OK, the worst has happened.
You’ve been asked to speak in public.
It may be a small talk at the office or it could be in front of a group of clients. It doesn’t matter because your public speaking phobia has decided to take control and turn you into a quivering wreck, looking for any half believable excuse to not do it.
But, try as you might, you can’t get out of this one.
So how can you face your fear of public speaking and come out alive?
1. Don’t panic about your audience. They’ll all be extremely glad that it’s not them in the spotlight. They are also unlikely to be hanging on your every word (sorry to disappoint you).
2. Practice. Read your speech or presentation out loud. Facing a mirror if you can so that you’ve got an audience of one. Your practice will do several things: it will show you where you stumble so you can re-write that part; it will help you with timing your speech; it will get you used to hearing your own voice out loud.
3. Welcome the nerves. Yes, you’ll get nerves. Even many of our top performers admit to getting frightened and worried before every single performance. The nerves will help you to focus. So long as they haven’t turned you into a gibbering wreck of course.
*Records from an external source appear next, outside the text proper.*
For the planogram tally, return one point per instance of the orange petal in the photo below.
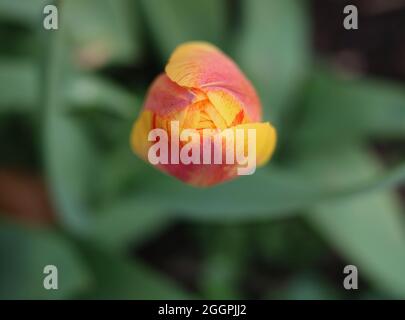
(203, 66)
(139, 134)
(166, 97)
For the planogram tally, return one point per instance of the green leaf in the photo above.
(103, 31)
(177, 21)
(225, 251)
(274, 51)
(126, 222)
(367, 229)
(23, 255)
(68, 154)
(266, 194)
(19, 85)
(119, 278)
(85, 92)
(337, 110)
(25, 12)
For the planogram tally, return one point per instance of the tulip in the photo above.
(202, 89)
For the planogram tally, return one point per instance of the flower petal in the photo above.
(165, 97)
(203, 66)
(266, 139)
(140, 132)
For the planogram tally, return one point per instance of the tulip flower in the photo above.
(202, 90)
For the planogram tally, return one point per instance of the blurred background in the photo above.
(73, 195)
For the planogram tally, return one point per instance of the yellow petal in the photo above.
(266, 139)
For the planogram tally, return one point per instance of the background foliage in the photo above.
(72, 194)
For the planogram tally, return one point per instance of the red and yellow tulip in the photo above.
(202, 88)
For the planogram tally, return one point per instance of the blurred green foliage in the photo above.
(326, 198)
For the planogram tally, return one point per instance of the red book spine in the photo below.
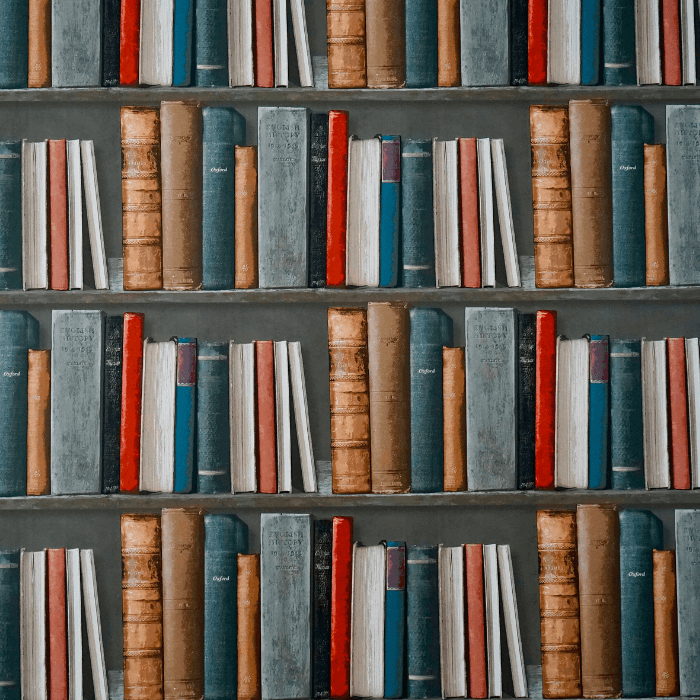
(545, 396)
(58, 215)
(336, 218)
(341, 597)
(265, 415)
(56, 633)
(678, 414)
(132, 374)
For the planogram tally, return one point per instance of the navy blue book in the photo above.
(431, 330)
(422, 623)
(223, 128)
(631, 127)
(417, 231)
(225, 537)
(640, 532)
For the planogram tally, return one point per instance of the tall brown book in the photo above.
(181, 169)
(142, 607)
(551, 196)
(559, 604)
(141, 198)
(349, 388)
(389, 396)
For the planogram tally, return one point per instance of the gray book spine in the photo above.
(285, 601)
(491, 372)
(283, 191)
(76, 401)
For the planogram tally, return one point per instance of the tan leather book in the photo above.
(454, 408)
(38, 422)
(141, 198)
(386, 42)
(655, 214)
(181, 170)
(665, 623)
(389, 396)
(349, 391)
(183, 603)
(246, 218)
(559, 609)
(551, 196)
(599, 594)
(248, 594)
(346, 43)
(591, 192)
(142, 606)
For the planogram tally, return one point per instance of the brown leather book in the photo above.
(551, 196)
(246, 218)
(591, 192)
(655, 214)
(142, 606)
(386, 53)
(38, 422)
(665, 623)
(454, 402)
(559, 608)
(248, 594)
(141, 198)
(599, 593)
(183, 603)
(389, 396)
(349, 388)
(181, 170)
(346, 43)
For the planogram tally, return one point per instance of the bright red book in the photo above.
(341, 598)
(58, 215)
(545, 396)
(265, 416)
(476, 622)
(336, 218)
(678, 414)
(56, 620)
(132, 375)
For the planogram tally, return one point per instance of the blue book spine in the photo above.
(640, 532)
(395, 619)
(185, 414)
(417, 232)
(223, 128)
(213, 453)
(389, 221)
(626, 422)
(431, 330)
(598, 412)
(631, 128)
(225, 537)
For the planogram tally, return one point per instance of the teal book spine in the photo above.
(640, 532)
(631, 128)
(225, 537)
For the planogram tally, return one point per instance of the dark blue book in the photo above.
(417, 231)
(626, 422)
(422, 622)
(213, 437)
(431, 330)
(225, 537)
(631, 127)
(223, 128)
(640, 532)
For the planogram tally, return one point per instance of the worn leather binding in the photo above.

4. Use Powerpoint slides sparingly. But don’t just repeat everything on them. Especially not in monotone. Your audience can read, so you can use the slides as a memory aid for yourself and to allow yourself to expand on the different points.
5. Unless you’re a stand-up comedian, forget about jokes.
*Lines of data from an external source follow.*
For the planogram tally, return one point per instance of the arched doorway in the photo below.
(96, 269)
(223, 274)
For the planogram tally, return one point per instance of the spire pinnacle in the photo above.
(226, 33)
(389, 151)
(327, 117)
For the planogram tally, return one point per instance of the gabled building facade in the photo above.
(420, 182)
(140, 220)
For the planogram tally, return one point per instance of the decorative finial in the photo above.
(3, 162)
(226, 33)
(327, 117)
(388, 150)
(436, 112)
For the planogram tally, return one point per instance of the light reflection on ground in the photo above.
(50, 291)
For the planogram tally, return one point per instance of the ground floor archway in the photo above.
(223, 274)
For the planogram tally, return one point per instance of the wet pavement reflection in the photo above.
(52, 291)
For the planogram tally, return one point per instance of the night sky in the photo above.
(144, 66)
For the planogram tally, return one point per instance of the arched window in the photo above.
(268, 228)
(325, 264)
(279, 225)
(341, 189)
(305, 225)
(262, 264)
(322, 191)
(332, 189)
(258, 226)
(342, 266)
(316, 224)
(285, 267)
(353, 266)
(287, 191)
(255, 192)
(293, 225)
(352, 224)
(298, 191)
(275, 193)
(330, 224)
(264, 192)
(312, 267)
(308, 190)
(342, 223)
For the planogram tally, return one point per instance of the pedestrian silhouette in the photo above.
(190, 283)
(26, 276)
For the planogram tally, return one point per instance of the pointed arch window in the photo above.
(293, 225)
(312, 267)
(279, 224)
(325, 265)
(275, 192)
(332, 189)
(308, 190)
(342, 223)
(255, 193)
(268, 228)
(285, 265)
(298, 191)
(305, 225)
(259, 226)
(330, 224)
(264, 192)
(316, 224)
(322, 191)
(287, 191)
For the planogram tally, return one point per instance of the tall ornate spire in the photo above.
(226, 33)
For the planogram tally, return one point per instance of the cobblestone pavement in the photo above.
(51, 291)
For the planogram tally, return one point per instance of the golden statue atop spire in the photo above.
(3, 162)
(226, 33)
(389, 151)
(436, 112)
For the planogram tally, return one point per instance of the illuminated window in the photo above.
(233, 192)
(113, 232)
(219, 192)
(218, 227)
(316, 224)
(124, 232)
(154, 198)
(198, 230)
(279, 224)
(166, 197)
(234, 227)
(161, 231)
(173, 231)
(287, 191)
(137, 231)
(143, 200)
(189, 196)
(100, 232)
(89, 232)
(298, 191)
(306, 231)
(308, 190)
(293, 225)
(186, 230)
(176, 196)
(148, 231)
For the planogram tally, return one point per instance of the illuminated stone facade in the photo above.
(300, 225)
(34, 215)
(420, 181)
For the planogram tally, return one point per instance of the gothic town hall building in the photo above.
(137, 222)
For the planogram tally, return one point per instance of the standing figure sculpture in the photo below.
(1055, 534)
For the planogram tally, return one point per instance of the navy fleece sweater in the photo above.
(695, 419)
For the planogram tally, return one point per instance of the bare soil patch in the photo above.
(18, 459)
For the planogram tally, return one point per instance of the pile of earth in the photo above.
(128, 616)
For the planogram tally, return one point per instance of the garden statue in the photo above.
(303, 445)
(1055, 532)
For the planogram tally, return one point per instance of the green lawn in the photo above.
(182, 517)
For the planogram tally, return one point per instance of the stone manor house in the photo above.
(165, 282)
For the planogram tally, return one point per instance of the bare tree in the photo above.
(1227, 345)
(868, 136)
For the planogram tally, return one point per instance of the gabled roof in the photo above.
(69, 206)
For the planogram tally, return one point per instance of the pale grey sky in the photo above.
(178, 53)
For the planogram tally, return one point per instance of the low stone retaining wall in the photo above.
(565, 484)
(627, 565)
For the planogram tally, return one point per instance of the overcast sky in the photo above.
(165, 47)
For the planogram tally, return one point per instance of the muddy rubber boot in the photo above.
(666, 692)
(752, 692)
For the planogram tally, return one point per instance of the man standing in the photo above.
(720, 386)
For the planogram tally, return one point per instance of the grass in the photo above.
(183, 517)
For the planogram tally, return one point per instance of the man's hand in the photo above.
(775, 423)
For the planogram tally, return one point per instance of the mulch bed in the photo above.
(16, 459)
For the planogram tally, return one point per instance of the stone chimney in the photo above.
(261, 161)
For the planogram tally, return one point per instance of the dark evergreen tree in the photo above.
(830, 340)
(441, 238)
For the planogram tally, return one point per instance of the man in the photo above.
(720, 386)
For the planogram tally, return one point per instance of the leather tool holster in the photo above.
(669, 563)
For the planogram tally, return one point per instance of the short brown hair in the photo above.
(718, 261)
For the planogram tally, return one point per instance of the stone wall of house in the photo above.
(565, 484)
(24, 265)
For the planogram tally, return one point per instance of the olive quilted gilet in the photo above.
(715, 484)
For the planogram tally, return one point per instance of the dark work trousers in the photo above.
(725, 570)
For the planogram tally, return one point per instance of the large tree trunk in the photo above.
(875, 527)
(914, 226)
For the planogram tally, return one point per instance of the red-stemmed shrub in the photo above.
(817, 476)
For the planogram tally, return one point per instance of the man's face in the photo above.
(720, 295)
6. Be yourself. It’s likely some of your audience will know you anyway. Keep your speech informative but don’t worry about pleasing your high school English teacher.
7. Don’t mumble. Pacing is important, which is why reading your speech or presentation out loud is a very good idea. You need to speak fast enough to be interesting but not so fast that you sound like the whole thing is a race that you want to be over in record time.
8. Don’t criticize yourself while you’re speaking. Correct yourself if you make a mistake, sure, but don’t let that nasty little voice in the back of your head get the better of you. You’re speaking live, so you can’t edit things out that didn’t work. Just go with it and learn from any mistakes the next time you’re called on to speak.
9. Get help. Join a local club or Toastmasters. Or use a hypnosis track to help get your mind in the right place.